L’ultima chiamata in scena per Cavalleria rusticana è l’occasione per omaggiarne l’autore, Pietro Mascagni, nel 70° anniversario dalla scomparsa con un appuntamento alle 18,30 alla Biblioteca Mozzi-Borgetti realizzato in collaborazione con il Comitato Promotore Pietro Mascagni. Ospiti nella Sala Castiglioni le eredi del compositore livornese Francesca Albertini e Maria Teresa Mascagni che tra video, immagini d’epoca, racconti e letture di scritti, ripercorrono le tappe della vita di uno dei più importanti artisti del ‘900. Mascagni è noto al grande pubblico per Cavalleria rusticana, ma è stato anche uno dei primi autori di colonne sonore per film e compositore capace di interpretare le emozioni più genuine del pubblico, generando un coinvolgimento emotivo alle vicende della natura umana. Ad aiutare il direttore artistico Francesco Micheli e le nipoti dell’autore di Cavalleria rusticana a ripercorrere la storia umana e artistica di Pietro Mascagni, scritti e testi dell’autore, documenti storici che testimoniano anche la sua presenza a Macerata. Grazie alla collaborazione con il Centro Studi Carlo Balelli, impegnato in questi giorni nella mostra fotografica “Obiettivo sul fronte” allo spazio ex Upim, sono esposte infine immagini storiche del compositore.

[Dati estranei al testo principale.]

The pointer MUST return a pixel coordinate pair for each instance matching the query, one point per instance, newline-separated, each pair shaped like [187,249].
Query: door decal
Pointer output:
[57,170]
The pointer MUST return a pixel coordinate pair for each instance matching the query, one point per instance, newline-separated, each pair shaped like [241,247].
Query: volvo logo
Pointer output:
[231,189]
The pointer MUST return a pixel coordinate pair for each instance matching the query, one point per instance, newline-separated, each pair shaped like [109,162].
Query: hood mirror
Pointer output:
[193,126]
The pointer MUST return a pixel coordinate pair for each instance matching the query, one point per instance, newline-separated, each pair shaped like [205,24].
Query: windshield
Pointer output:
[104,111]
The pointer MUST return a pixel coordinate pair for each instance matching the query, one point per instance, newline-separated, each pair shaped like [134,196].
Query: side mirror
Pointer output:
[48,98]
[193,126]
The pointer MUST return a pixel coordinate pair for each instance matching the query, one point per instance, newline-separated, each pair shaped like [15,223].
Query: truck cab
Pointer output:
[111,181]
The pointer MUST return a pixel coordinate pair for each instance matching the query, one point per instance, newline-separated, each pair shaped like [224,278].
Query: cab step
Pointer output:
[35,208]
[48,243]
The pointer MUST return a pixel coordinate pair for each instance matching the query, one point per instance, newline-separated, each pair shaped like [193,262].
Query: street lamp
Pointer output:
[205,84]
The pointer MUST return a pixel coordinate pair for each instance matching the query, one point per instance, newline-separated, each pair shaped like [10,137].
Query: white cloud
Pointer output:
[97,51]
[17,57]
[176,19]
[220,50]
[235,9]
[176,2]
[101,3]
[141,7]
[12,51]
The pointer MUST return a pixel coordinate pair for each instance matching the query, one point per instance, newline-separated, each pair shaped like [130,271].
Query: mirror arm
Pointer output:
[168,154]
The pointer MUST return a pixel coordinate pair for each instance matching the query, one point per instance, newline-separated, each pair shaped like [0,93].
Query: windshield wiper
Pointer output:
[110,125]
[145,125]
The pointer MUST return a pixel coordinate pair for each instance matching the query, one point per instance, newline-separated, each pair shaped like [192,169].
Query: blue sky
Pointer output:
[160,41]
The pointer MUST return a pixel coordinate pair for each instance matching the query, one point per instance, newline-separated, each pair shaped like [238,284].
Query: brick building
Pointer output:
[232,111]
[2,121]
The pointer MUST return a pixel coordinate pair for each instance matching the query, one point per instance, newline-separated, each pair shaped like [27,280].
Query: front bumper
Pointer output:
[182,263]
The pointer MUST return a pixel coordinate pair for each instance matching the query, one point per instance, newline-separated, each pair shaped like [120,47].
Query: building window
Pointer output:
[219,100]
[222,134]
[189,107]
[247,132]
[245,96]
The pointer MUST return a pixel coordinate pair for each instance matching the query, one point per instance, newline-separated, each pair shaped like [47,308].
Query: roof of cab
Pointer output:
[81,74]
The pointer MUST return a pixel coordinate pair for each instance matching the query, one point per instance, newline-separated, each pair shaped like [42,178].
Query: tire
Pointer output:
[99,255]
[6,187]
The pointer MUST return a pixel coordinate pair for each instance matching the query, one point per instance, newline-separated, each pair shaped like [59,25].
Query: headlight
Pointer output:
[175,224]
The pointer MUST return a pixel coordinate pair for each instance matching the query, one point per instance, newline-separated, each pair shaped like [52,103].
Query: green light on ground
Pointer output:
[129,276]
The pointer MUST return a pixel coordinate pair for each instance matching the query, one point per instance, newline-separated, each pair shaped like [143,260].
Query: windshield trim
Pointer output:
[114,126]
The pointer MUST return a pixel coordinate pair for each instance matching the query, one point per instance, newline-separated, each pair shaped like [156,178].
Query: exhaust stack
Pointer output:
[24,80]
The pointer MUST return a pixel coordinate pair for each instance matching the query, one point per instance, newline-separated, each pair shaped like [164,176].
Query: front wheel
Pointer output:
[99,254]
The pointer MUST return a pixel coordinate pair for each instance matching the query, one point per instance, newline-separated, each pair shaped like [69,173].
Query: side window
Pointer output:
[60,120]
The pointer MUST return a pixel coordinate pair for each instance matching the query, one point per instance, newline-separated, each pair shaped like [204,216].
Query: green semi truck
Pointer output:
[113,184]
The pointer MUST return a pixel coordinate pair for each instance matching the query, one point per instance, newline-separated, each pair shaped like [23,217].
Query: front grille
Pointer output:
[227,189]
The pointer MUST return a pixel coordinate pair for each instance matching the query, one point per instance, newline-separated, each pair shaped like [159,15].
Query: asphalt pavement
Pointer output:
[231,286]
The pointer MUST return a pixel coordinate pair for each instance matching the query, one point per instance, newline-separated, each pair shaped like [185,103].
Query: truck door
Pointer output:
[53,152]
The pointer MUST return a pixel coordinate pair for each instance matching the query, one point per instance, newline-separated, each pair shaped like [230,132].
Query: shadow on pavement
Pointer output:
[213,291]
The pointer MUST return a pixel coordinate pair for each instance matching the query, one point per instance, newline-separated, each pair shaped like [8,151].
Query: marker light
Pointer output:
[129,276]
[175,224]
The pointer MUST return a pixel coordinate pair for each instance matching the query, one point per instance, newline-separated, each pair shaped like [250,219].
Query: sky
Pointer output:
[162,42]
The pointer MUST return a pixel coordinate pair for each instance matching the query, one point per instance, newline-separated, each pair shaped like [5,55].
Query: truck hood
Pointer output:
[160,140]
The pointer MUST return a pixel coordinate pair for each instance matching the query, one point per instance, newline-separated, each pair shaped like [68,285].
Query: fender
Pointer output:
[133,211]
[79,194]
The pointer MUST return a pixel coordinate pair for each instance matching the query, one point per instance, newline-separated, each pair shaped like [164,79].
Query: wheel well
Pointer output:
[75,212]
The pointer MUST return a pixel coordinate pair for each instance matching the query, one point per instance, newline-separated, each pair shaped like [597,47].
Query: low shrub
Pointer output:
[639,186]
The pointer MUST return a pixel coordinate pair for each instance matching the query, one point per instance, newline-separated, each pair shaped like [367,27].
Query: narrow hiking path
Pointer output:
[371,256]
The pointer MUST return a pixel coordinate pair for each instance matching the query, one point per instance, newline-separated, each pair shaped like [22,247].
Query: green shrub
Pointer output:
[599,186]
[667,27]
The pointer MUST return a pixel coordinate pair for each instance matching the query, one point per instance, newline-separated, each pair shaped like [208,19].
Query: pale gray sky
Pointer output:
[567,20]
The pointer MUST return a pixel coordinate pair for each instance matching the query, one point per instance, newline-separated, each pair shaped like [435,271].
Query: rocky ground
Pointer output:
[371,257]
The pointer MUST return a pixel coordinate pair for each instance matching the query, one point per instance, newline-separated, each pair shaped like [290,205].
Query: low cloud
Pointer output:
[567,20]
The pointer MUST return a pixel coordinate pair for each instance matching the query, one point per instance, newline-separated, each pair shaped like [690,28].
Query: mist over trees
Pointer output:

A seguire, l’ultima rappresentazione di uno spettacolo che ha raccolto consensi diffusi e successi di botteghino, ma
che soprattutto si è distinto, anche rispetto alle altre produzioni del Festival, per un’ambientazione classica; una cifra stilistica liberty che per il regista Alessandro Talevi è stata la naturale conseguenza per mettere in risalto come le due opere siano il prodotto di un’epoca specifica, quel primo novecento in cui la borghesia del nord Italia e nord Europa volgeva lo sguardo al Meridione con curiosità e una buona dose di esoticismo. A fare da vera e propria cornice alle appassionate vicende di Turiddu/Santuzza e Canio/Nedda, una tanto imponente quanto fine balaustra decorata in pieno stile liberty, che è il vero filtro per il dolore che traspare nelle due opere in cui la bellezza, l’armonia e il folklore si scontrano con quelle che sono storie reali, i drammi e i dolori di uomini e di donne nella vita di tutti i giorni. Il dramma di Pagliacci è infatti frutto di una storia vera, come affermato dallo stesso autore, Ruggero Leoncavallo, nel prologo della prima andata in scena al Teatro Dal Verme di Milano il 21 maggio del 1892, sotto la direzione di Arturo Toscanini. “Lo squarcio di vita” trovato da Leoncavallo altro non era che un delitto di gelosia avvenuto a Montalto Uffugo e giudicato dal padre dello stesso Leoncavallo, magistrato in Calabria. Ad enfatizzare il contrasto tra realtà e immaginazione, ruolo importante lo giocano i bellissimi costumi realizzati da Manuel Pedretti che abbracciano il palco dello Sferisterio grazie all’ampia presenza di tantissimi artisti del coro che lo rendono un elegante e tenue panorama in Cavalleria rusticana prima, e in un coloratissimo affresco in Pagliacci poi. Il colpo d’occhio e l’alchimia che si creano tra la scenografia liberty di Madelein Boyd, i costumi e i tanti cantanti in scena rendono il dittico verista Cavalleria rusticana/Pagliacci uno spettacolo raffinato e innovativo, pur nella sua accogliente classicità.